In Tamil Nadu sollte Hindi als Pflichtfach in allen Schulen eingeführt werden. Das hat sich nicht durchgesetzt: Die meisten Tamilen sind sehr stolz auf ihre Kultur und damit auch auf ihre Sprache, und viele haben gegen Hindi als Pflicht an den Schulen protestiert (wohl mit Erfolg ).
Meiner Meinung nach ist die kulturelle Vielfalt unbedingt erhaltenswert, und deshalb finde ich auch besagte Proteste ziemlich cool. Der Autor, der in Vembu ab und zu mal vorbeischneit, wurde für seinen Widerstand in Sachen Hindi an den Schulen für drei Monate eingelocht (das war am Ende seiner Collegezeit – jetzt ist er um die 60 oder 70). Ich war sehr beeindruckt und kann jetzt nur sagen: coole Socke!

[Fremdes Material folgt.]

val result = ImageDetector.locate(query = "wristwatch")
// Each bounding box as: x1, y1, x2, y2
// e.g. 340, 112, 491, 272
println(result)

Wer diese Themen auch sehr spannend findet, dem kann ich die folgenden Wikipedia-Seiten ans Herz legen, die haben dann doch noch einmal mehr Tiefgang als mein Blogeintrag 😀
Hier geht’s zum dravidischen Volk
Hier geht’s zum Hinduismus
Zum Abschluss noch eine weitere kleine Rätselaufgabe für die, die das Rätsel am Anfang des Blogeintrags problemlos lösen konnten: அப்புறம் பார்க்கலாம்!